AUSTIN, Texas — After charting some large drops in recent years, usage of the military tuition assistance education benefit appears to be holding steady across most military branches — but not the Army — Defense Department data indicates.

The biggest drops in the TA program over recent years have come in the Army. That trend shows no sign of letting up. The Army recorded about 82,000 TA users in fiscal 2018, according to information provided by Dawn Bilodeau, chief of Voluntary Education for DoD, during a military education conference in Austin, Texas, on Tuesday.

That number is down substantially from the 98,000 who used the program in fiscal 2017. Taking the long view, Army TA usage appears to be down more than 30 percent since fiscal 2014, when 118,000 soldiers used the benefit.

Bilodeau said that some of the apparent drop in Army TA usage between 2017 and 2018 may be the result of inaccurate data that the department has been working to correct.

Meanwhile, the Navy, Air Force and Marine Corps are all on track to tally slightly more TA users in fiscal 2018 than they did in fiscal 2017. This is perhaps most notable for the Air Force, which has seen its number of TA students fall substantially over the past several years.

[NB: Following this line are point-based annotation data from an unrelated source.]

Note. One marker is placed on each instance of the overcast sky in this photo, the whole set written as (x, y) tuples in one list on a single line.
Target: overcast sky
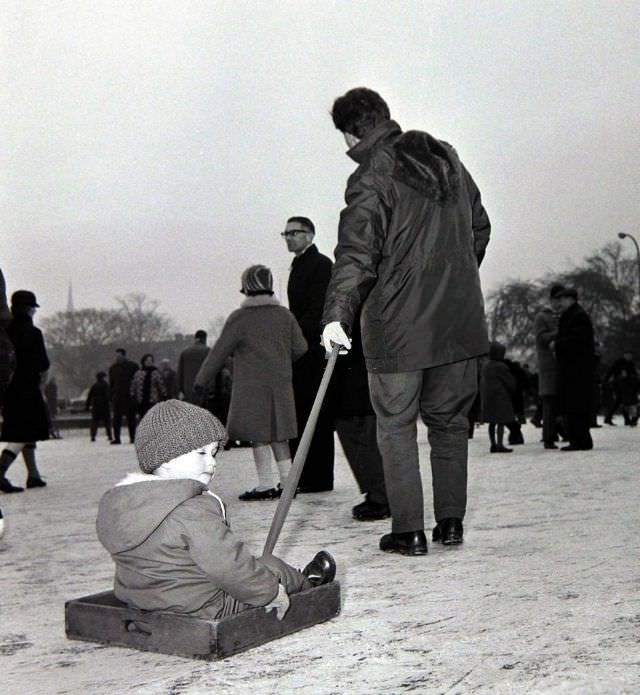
[(159, 147)]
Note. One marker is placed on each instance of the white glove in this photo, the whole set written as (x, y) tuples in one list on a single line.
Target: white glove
[(333, 334), (280, 603)]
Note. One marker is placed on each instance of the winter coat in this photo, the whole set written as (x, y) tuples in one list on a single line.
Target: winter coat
[(147, 387), (409, 244), (545, 328), (120, 378), (174, 551), (24, 411), (189, 363), (98, 399), (170, 379), (264, 339), (575, 361), (497, 387)]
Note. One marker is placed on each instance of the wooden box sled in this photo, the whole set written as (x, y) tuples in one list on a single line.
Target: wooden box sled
[(103, 618)]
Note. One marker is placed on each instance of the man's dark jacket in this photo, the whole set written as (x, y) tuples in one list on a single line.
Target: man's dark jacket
[(409, 245), (120, 377), (575, 361)]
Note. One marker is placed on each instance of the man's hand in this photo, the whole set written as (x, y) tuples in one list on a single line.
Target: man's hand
[(333, 334), (280, 603)]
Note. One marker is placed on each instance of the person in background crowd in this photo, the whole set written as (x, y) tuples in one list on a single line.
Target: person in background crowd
[(410, 241), (623, 376), (25, 419), (98, 401), (497, 386), (169, 377), (147, 386), (306, 288), (545, 328), (189, 363), (121, 374), (51, 397), (264, 339), (518, 396), (574, 348)]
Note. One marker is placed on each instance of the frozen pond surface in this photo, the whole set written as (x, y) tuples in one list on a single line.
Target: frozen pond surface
[(543, 597)]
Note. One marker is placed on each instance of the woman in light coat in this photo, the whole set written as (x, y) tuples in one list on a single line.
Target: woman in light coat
[(264, 339)]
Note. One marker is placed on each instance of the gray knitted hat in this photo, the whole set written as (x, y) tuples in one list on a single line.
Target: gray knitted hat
[(172, 428)]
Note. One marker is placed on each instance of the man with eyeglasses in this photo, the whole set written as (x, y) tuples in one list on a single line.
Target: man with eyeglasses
[(308, 280), (410, 241)]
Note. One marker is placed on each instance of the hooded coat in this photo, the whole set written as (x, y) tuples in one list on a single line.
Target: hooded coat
[(410, 241), (174, 551)]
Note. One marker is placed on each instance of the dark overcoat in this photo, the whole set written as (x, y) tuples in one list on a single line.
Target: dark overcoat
[(409, 244), (24, 410), (264, 339), (497, 386), (545, 328), (575, 361)]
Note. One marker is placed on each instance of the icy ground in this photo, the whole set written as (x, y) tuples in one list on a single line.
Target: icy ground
[(543, 597)]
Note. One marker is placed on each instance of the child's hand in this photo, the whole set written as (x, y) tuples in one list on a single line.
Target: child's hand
[(280, 603)]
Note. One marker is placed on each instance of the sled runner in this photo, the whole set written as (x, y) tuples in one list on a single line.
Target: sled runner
[(103, 618)]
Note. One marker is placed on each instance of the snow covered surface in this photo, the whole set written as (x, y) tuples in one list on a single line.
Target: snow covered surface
[(543, 597)]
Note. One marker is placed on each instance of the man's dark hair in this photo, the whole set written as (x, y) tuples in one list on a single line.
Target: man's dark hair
[(305, 222), (359, 111)]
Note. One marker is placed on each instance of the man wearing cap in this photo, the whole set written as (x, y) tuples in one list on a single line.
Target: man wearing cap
[(308, 279), (410, 241), (121, 374), (24, 412), (574, 348)]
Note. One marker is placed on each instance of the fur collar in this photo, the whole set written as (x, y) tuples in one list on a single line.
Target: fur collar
[(430, 166), (260, 300)]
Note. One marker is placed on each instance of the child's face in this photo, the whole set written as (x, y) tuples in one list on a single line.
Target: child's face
[(199, 464)]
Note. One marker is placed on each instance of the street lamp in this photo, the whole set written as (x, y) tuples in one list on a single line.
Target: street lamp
[(622, 235)]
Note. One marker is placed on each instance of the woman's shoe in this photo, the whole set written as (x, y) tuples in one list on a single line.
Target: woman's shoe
[(35, 482)]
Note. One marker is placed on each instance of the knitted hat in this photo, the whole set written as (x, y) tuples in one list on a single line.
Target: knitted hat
[(257, 279), (172, 428)]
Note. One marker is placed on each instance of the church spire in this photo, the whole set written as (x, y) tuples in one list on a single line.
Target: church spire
[(70, 308)]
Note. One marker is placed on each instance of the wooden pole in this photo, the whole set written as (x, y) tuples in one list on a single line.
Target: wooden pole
[(300, 457)]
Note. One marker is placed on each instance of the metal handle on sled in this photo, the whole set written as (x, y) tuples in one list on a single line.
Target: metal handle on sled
[(300, 457)]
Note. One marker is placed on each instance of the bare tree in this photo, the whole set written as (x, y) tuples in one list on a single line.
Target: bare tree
[(140, 320)]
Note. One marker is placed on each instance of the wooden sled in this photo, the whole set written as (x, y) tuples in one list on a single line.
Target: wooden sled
[(103, 618)]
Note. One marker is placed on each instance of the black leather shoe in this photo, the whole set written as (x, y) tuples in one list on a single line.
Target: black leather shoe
[(448, 531), (321, 570), (370, 511), (304, 490), (7, 487), (409, 543)]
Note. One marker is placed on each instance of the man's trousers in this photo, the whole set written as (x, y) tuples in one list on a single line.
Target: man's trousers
[(442, 396)]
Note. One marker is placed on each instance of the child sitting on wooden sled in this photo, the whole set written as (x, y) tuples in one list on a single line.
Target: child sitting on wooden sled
[(168, 534)]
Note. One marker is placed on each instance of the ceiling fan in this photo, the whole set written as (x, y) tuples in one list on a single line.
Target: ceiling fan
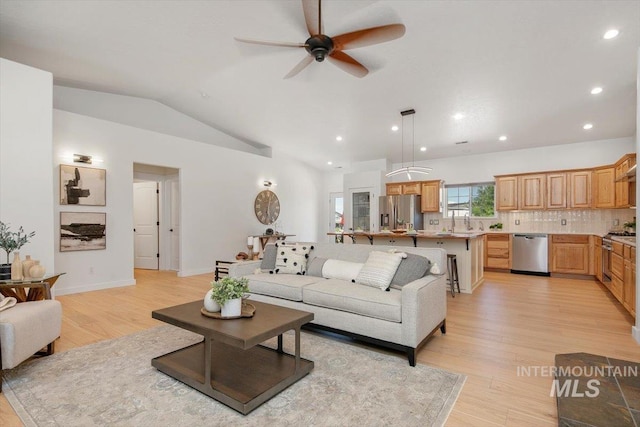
[(320, 46)]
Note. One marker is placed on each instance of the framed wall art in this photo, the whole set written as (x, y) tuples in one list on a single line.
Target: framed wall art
[(83, 186), (83, 231)]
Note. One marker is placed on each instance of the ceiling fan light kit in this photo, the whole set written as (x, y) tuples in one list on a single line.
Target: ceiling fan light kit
[(413, 168), (320, 46)]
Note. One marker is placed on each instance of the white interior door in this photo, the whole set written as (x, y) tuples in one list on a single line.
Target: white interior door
[(145, 214), (174, 224)]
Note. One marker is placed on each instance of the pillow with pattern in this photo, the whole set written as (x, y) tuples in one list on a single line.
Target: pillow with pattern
[(292, 258)]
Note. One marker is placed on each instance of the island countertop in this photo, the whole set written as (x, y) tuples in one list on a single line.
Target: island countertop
[(419, 235)]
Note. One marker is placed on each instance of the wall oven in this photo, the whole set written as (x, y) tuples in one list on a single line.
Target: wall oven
[(606, 260)]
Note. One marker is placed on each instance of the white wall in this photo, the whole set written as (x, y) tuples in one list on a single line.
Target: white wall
[(483, 167), (218, 187), (26, 177)]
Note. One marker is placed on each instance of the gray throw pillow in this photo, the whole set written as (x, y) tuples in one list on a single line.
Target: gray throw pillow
[(411, 268), (269, 257), (314, 268)]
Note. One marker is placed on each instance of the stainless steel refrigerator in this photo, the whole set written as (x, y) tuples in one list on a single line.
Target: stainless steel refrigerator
[(397, 212)]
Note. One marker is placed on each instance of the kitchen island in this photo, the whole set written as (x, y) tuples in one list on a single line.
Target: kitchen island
[(467, 246)]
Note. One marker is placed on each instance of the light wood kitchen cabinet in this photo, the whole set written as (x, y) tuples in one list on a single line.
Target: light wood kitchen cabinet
[(629, 280), (506, 193), (557, 190), (603, 187), (571, 253), (532, 191), (622, 184), (498, 251), (412, 188), (617, 260), (597, 257), (579, 189), (394, 189), (430, 196)]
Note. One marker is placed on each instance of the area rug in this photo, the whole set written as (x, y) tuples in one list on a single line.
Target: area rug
[(113, 383)]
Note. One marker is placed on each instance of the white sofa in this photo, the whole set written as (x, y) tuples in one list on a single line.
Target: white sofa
[(402, 319)]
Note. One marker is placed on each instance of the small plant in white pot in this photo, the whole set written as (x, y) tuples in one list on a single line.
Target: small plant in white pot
[(229, 293)]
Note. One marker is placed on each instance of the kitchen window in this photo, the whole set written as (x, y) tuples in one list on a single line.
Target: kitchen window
[(474, 200)]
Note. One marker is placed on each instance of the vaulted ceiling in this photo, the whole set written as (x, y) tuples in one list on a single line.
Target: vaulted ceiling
[(522, 69)]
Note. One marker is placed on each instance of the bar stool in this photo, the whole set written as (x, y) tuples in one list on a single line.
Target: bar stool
[(452, 269)]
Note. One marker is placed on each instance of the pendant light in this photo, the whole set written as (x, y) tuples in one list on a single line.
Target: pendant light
[(413, 168)]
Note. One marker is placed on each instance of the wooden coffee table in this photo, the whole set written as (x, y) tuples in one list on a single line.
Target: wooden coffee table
[(229, 365)]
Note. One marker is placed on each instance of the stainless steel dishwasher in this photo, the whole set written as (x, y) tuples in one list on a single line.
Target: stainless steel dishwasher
[(530, 254)]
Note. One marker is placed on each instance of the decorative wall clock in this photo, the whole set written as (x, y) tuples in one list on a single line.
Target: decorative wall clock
[(267, 207)]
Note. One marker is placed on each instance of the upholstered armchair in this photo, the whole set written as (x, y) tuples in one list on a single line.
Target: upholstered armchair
[(28, 328)]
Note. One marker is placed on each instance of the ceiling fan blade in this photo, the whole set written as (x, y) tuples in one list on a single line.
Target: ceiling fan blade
[(368, 36), (348, 64), (270, 43), (308, 59), (313, 16)]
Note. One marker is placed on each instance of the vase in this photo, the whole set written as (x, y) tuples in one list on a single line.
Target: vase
[(16, 267), (232, 308), (37, 270), (210, 304), (5, 272), (26, 265)]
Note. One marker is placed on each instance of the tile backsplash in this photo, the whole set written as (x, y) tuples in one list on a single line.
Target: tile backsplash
[(596, 221)]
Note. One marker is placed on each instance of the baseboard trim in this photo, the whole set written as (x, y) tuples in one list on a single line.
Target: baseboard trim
[(92, 287), (196, 272)]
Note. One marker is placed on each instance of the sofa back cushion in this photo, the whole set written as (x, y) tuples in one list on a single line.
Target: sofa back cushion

By contrast, fiscal 2018 saw the Air Force increase its TA student count, if only by a modest 1.6 percent.

“I think we’ve seen a little bit of a stabilization, if you will. I don’t want to speak too freely, but for a while, it’s kind of been up and down,” Bilodeau told attendees of the Council of College and Military Educators conference. “I think we found our sweet spot.”

Bilodeau also noted that slightly more TA students attended public, rather than for-profit, schools in fiscal 2018. For-profit schools accounted for 38 percent of tuition assistance usage in 2018, down from 43 percent the previous year. Over the same period, the share of TA students in public institutions increased from 30 percent to 34 percent.

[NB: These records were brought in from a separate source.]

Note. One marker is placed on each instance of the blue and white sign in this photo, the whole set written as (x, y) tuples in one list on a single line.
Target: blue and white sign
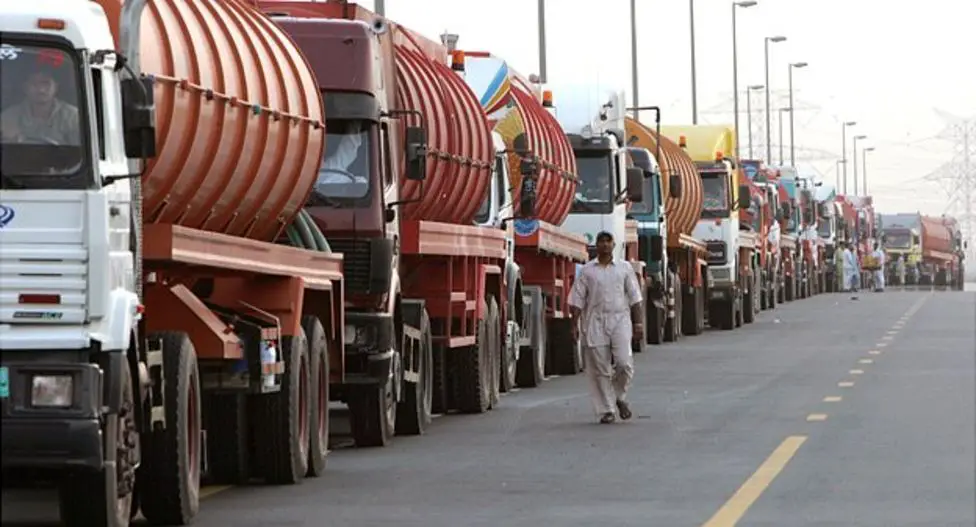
[(6, 215), (525, 227)]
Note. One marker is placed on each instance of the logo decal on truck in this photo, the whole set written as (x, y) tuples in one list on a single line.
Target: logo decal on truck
[(6, 215)]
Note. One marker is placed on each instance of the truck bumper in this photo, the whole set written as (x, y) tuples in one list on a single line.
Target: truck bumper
[(67, 437), (369, 347)]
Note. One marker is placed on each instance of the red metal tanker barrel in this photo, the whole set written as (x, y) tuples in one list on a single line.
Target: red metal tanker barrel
[(458, 136), (239, 118), (935, 235), (682, 213), (557, 178)]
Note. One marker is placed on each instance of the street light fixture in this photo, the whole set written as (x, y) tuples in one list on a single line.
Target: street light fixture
[(856, 139), (843, 143), (735, 74), (769, 132), (793, 66), (749, 91), (864, 166)]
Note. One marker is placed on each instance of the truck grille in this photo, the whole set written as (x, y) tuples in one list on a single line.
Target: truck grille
[(356, 263), (717, 252)]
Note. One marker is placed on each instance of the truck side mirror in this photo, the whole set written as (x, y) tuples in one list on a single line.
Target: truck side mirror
[(527, 196), (657, 248), (529, 166), (674, 186), (416, 150), (635, 185), (745, 197), (138, 118)]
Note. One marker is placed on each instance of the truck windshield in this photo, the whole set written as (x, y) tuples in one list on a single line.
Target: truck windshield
[(41, 140), (345, 170), (897, 240), (716, 195), (595, 192)]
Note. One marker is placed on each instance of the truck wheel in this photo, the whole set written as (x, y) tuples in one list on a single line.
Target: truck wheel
[(282, 425), (96, 499), (472, 378), (170, 472), (318, 349), (673, 324), (494, 340), (510, 355), (531, 367)]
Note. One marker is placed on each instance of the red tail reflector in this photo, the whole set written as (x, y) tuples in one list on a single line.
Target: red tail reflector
[(39, 299)]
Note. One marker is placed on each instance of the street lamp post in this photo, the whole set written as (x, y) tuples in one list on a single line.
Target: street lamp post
[(843, 143), (793, 113), (735, 76), (769, 126), (694, 74), (781, 112), (864, 166), (856, 139), (749, 91)]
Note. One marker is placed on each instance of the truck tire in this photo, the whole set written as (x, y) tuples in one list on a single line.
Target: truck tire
[(170, 472), (654, 323), (510, 352), (673, 325), (89, 499), (282, 426), (472, 378), (416, 407), (566, 357), (494, 340), (318, 350), (531, 367)]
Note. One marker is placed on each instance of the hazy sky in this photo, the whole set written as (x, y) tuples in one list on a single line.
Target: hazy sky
[(886, 65)]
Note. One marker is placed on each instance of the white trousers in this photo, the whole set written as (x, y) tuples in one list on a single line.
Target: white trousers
[(609, 370)]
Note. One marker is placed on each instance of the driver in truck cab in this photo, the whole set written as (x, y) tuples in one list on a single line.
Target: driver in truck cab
[(41, 117)]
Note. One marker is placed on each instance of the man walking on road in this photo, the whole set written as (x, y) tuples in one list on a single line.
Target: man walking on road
[(605, 305)]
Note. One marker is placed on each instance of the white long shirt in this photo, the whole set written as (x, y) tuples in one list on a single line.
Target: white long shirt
[(605, 294)]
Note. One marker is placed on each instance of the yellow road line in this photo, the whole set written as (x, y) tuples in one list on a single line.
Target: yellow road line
[(734, 509), (206, 492)]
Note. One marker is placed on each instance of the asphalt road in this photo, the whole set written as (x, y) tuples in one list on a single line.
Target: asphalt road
[(826, 411)]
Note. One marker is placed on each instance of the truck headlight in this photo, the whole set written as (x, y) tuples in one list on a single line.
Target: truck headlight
[(53, 391)]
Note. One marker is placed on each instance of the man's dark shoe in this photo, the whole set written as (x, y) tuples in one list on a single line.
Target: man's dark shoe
[(624, 410)]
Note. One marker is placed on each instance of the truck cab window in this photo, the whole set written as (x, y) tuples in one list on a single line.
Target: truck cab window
[(716, 195), (596, 189), (41, 124), (347, 161)]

But that shift may not be the result of fewer students deciding to attend for-profit schools as much as for-profit schools reinventing themselves as not-for-profit. For example, Kaplan University, a for-profit, was acquired by Purdue University, a public school, and renamed Purdue University Global.

“We did have some pretty big players change from one type of sector into another over this past year, and that is, I think, changing the numbers a little bit,” Bilodeau said.